Personal information
- Born: County Kerry

Sport
- Sport: Gaelic football
- Position: Midfeald

Club
- Years: Club
- 2000's: Ballylongford John Mitchels Listowel Emmets

Inter-county
- Years: County / Apps (scores)
- 2004-2005: Kerry / 5 (0-01)

Inter-county titles
- Munster titles: 2
- All-Irelands: 1
- NFL: 0
- All Stars: 0

= Paddy Kelly (Kerry footballer) =

Irish Gaelic footballer

Paddy Kelly is a footballer from County Kerry. He won an All-Ireland Medal with Kerry in 2004, and also won a Munster Minor Championship in 2001. He played club football with a number of different clubs, specifically Ballylongford, John Mitchels and Listowel Emmets.

==Underage==

Kelly first played with Kerry at minor level in 2001. Wins over Waterford and Cork allowed Kelly to pick up a Munster medal. Kerry later lost to Dublin in the All-Ireland semi-final.

He later linked up with the Kerry Under 21 team. In 2002 he was Right Half Forward as Kerry overcame Clare in the Munster final. They later lost to Galway in the All-Ireland semi-final.

He was a regular again in 2003. Wins over Limerick and Tipperary saw Kelly line out in a second Munster final with Waterford. Kerry were expected to win a second title in a row, however Waterford socked Kelly and co on a 2–08 to 1–09 scoreline.

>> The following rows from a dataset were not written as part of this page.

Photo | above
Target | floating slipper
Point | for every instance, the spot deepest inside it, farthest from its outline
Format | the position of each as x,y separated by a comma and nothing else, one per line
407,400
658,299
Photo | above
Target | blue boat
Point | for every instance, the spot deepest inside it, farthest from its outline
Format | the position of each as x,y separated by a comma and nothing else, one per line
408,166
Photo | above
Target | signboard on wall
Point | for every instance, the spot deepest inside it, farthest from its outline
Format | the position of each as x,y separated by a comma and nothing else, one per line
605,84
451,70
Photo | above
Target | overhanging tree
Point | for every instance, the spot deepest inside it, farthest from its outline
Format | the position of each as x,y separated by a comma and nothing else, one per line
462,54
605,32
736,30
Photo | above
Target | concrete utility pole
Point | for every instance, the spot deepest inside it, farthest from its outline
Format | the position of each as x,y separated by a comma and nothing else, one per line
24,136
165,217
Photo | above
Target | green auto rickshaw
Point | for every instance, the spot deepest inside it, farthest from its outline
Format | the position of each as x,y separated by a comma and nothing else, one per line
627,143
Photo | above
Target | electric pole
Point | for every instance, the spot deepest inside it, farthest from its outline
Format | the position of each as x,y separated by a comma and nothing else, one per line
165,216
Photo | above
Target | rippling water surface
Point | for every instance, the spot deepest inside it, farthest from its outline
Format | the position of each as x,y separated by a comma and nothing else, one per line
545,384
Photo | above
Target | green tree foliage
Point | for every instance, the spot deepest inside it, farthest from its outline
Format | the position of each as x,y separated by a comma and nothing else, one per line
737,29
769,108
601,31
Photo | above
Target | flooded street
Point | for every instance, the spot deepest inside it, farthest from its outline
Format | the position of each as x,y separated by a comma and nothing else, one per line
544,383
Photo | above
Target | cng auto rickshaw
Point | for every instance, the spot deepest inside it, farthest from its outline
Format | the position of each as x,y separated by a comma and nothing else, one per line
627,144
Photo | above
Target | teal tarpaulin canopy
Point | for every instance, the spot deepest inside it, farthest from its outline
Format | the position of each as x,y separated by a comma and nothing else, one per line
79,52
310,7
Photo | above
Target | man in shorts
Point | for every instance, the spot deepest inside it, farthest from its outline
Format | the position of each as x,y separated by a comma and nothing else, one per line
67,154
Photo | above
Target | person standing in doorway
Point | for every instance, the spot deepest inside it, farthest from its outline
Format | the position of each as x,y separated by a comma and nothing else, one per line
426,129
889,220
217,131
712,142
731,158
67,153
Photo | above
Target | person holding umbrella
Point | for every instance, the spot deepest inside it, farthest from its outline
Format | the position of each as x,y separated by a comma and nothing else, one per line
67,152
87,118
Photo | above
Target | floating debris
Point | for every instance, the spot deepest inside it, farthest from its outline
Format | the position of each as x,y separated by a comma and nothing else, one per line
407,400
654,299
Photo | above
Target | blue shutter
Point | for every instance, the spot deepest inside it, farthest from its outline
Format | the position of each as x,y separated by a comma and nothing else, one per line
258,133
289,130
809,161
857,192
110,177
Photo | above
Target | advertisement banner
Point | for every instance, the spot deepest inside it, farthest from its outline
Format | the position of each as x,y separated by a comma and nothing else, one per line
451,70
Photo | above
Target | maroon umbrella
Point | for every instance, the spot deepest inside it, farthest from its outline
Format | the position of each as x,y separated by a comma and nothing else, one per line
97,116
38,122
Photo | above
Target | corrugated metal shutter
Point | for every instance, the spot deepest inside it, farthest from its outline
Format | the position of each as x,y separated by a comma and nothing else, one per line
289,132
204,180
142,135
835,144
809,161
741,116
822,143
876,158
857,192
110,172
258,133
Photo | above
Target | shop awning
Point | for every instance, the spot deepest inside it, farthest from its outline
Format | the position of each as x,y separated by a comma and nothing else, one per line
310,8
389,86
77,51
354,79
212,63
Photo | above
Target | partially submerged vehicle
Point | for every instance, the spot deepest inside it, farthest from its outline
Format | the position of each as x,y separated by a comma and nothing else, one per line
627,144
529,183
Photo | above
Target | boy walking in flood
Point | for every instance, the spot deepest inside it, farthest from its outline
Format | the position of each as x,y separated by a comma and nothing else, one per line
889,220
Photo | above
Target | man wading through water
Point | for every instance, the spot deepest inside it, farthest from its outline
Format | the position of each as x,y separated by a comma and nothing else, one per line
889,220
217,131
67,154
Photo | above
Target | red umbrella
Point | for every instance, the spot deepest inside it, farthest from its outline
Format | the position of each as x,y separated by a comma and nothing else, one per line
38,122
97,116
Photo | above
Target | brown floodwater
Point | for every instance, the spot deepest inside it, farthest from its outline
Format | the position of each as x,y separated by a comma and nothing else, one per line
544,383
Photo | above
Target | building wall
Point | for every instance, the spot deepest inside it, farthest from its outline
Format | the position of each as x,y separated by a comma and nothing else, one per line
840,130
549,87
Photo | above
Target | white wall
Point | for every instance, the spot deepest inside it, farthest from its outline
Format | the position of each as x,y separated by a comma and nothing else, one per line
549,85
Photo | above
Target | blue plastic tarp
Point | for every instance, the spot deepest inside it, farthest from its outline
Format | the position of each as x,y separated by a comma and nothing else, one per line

He lined out with the Under 21 team for a third and final year in 2004. Wins over Clare and Waterford saw Kelly line out in his third Munster final in row. However Kerry came up short against Cork in his last game in the grade.

==Senior==

Kelly was a surprise choose for Kerry's 2004 All-Ireland Senior Football Championship quarter-final with Dublin at Midfield. He appeared as a sub and scored a point in the semi-final win over Derry. He again appeared as Kerry overcame Mayo to take the All-Ireland title on a 1–20 to 2–09 scoreline.